Generate a tree of candidate token continuations from K head logits.

Each head independently picks its top-top_k tokens. The candidates are combined into a flat list of token sequences [1..K] for tree verification. In the full Medusa algorithm these form a Cartesian-product tree; here we return:

candidates — tensor [num_candidates, K] of token ID sequences, where each row is one path of length K through the tree.
tree_indices — 1-D integer tensor of length num_candidates giving each candidate's index into the flattened token tree (used to build the mask).

The simplest tree structure takes the top-k tokens from head 1, top-k from head 2, ..., and enumerates all top_k^K combinations (clamped to a maximum of top_k * K candidates for efficiency).

Parameters

head_logits - Map %{head_1: tensor, ..., head_K: tensor}, each [batch, vocab_size]. Only the first batch element is used.

Options

:top_k - Number of top tokens to consider per head (default: 5)

Returns

{candidates, tree_indices} where candidates is [num_cands, K] and tree_indices is [num_cands].

medusa_heads(hidden_states, opts)

@spec medusa_heads(
  Axon.t(),
  keyword()
) :: Axon.t()

Build K Medusa head logits from hidden states.

A helper that runs all K heads on hidden_states and returns a list of logit tensors (each [batch, vocab_size]). Useful when composing Medusa heads into a larger model graph.

Parameters

hidden_states - Axon node [batch, hidden_dim]
opts - Same as build/1

Returns

Axon.container map with keys :head_1..:head_K.

output_size(opts)

@spec output_size(keyword()) :: pos_integer()

Get output size (vocab_size passed through heads).

tree_decoding_mask(tree_candidates)

@spec tree_decoding_mask(Nx.Tensor.t()) :: Nx.Tensor.t()

Build a tree attention mask for verifying all candidates in one pass.

Given tree candidates [num_cands, K], each candidate is a length-K path.
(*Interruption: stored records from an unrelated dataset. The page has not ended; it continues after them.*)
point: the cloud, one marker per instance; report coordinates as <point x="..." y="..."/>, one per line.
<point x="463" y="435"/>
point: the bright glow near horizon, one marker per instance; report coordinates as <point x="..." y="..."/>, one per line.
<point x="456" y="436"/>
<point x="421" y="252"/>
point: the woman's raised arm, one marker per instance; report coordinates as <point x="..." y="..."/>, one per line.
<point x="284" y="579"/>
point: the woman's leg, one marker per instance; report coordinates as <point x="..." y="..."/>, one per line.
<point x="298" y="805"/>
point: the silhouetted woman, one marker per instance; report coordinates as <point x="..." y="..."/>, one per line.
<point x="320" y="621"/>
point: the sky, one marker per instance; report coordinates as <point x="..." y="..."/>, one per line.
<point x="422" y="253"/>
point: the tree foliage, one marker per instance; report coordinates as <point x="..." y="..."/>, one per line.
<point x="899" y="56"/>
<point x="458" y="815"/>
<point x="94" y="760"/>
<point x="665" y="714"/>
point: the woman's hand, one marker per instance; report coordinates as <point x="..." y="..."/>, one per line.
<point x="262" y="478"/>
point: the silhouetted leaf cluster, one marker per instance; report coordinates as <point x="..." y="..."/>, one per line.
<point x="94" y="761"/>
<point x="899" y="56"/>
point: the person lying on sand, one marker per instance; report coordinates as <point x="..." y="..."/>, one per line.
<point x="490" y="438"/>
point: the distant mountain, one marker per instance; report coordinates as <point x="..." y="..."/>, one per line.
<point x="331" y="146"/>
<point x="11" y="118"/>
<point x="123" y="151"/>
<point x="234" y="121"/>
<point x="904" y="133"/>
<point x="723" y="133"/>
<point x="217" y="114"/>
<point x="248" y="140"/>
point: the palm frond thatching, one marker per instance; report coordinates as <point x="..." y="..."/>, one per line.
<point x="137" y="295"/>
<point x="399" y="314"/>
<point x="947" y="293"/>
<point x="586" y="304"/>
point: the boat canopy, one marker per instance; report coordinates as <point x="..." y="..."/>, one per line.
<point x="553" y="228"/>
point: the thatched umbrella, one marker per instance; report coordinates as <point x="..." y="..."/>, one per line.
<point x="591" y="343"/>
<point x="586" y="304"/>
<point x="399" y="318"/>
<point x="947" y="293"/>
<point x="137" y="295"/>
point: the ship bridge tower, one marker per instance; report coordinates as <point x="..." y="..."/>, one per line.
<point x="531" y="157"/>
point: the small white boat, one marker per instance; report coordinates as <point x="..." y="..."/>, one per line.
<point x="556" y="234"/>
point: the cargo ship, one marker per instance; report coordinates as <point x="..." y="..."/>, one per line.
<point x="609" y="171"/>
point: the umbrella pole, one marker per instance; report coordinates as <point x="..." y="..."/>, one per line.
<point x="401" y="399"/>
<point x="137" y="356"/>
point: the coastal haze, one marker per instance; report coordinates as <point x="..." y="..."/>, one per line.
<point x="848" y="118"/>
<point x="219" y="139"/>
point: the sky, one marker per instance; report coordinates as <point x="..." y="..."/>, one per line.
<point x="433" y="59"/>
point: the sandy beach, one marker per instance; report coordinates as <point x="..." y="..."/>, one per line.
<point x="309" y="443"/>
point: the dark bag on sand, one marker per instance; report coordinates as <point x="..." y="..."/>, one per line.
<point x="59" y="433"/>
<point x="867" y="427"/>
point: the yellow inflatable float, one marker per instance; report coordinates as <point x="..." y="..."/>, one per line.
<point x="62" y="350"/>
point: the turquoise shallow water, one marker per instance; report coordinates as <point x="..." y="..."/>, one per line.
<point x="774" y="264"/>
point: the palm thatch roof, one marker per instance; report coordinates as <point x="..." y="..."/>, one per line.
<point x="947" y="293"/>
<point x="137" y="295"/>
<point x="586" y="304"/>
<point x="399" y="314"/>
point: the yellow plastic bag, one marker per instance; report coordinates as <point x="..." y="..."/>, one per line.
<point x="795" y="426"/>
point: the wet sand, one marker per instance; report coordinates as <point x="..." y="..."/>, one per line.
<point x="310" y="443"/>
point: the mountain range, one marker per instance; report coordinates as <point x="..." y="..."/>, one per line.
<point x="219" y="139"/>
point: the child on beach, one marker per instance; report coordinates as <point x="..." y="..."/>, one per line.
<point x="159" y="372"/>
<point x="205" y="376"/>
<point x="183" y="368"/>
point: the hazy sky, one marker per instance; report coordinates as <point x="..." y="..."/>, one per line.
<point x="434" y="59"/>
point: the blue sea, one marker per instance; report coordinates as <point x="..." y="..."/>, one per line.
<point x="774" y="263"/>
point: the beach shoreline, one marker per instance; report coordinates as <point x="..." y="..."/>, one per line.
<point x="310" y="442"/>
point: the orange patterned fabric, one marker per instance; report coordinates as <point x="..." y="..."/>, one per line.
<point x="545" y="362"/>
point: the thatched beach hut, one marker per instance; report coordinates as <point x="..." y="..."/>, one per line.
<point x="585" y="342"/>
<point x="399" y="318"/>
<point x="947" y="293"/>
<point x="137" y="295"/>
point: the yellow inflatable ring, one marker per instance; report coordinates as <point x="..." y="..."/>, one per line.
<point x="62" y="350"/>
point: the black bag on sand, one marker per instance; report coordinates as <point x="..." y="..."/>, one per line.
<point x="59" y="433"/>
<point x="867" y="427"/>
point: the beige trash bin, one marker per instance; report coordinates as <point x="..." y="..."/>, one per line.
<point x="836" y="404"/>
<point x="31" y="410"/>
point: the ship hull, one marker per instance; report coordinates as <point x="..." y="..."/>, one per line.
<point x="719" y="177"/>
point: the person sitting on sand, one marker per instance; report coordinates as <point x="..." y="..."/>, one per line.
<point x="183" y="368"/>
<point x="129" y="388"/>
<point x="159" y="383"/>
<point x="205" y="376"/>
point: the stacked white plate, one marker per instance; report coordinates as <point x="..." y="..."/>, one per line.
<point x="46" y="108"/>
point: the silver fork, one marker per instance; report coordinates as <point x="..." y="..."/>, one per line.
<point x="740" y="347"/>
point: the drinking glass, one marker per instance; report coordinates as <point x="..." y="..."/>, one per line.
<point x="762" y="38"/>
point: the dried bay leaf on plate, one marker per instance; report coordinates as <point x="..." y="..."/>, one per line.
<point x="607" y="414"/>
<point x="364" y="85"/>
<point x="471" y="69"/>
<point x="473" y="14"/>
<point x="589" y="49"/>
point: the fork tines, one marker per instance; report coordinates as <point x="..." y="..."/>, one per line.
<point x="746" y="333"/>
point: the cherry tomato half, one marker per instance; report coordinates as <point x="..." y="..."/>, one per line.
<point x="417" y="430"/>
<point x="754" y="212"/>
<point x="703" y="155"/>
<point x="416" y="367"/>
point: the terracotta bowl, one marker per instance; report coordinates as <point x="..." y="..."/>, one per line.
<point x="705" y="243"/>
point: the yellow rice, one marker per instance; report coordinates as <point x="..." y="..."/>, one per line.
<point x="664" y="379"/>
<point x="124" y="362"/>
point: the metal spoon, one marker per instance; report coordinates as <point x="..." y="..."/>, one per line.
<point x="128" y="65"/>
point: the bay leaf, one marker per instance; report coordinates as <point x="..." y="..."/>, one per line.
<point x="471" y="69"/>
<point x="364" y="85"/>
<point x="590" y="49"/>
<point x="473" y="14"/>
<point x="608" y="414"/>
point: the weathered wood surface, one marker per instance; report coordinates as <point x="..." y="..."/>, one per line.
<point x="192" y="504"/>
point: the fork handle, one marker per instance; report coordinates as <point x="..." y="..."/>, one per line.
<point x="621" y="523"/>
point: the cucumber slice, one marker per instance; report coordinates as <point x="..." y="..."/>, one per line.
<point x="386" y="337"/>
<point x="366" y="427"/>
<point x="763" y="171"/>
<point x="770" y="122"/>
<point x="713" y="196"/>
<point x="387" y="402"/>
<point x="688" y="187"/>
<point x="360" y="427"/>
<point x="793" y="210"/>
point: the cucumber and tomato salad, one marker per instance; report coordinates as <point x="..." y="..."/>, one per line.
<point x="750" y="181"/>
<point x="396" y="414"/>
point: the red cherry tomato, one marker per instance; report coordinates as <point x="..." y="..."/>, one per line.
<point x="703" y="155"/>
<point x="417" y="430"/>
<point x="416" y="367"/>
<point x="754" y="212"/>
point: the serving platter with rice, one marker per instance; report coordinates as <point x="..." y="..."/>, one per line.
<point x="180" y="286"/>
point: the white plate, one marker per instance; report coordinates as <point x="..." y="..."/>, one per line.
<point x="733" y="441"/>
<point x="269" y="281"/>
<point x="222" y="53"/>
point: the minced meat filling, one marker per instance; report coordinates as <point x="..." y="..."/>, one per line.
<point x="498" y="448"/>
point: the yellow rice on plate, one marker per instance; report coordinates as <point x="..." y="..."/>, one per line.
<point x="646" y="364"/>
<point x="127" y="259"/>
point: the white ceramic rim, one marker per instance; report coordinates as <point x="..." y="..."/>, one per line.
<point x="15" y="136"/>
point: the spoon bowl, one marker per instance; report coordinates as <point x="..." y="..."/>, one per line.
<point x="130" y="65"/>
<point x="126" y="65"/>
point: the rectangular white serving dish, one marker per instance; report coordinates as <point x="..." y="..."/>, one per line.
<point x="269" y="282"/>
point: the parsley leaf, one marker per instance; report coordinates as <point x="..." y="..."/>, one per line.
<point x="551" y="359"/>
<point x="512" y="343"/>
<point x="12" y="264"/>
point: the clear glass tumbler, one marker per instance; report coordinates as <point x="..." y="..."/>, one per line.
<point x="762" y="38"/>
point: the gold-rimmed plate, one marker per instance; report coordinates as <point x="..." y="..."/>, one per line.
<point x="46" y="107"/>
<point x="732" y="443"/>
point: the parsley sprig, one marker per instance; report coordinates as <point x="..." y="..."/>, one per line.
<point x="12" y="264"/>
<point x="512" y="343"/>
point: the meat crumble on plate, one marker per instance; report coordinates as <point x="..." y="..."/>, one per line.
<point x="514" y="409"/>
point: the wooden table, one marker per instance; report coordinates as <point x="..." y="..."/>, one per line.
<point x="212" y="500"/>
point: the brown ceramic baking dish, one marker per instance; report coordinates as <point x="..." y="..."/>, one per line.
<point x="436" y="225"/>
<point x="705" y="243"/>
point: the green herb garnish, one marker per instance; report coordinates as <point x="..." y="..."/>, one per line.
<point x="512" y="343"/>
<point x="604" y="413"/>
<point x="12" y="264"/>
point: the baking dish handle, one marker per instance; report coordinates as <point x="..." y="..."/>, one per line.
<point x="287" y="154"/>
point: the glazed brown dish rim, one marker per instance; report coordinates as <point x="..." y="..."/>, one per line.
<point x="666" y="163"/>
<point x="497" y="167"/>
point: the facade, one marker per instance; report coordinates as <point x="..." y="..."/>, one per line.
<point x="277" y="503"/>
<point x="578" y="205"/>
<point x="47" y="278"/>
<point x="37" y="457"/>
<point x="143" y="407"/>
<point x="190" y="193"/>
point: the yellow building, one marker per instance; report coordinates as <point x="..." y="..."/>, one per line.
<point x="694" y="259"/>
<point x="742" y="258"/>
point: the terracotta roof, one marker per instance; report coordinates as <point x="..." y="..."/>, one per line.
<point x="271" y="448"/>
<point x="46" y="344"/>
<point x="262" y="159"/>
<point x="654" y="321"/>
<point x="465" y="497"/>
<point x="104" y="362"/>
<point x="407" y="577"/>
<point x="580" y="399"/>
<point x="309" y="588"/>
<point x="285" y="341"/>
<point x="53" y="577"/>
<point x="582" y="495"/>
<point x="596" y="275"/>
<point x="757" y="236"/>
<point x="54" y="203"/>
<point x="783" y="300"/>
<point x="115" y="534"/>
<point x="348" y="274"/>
The mask ensures that when the base model processes all K token positions for all num_cands candidates, each position can only attend to its ancestors in the tree (causal within each path, no cross-path attention).

Returns a boolean mask [num_cands * K, num_cands * K] where entry [i, j] is true iff position j is an ancestor of position i (including self).

Parameters

tree_candidates - Token candidate tensor [num_cands, K]

Returns

Boolean mask [num_cands * K, num_cands * K].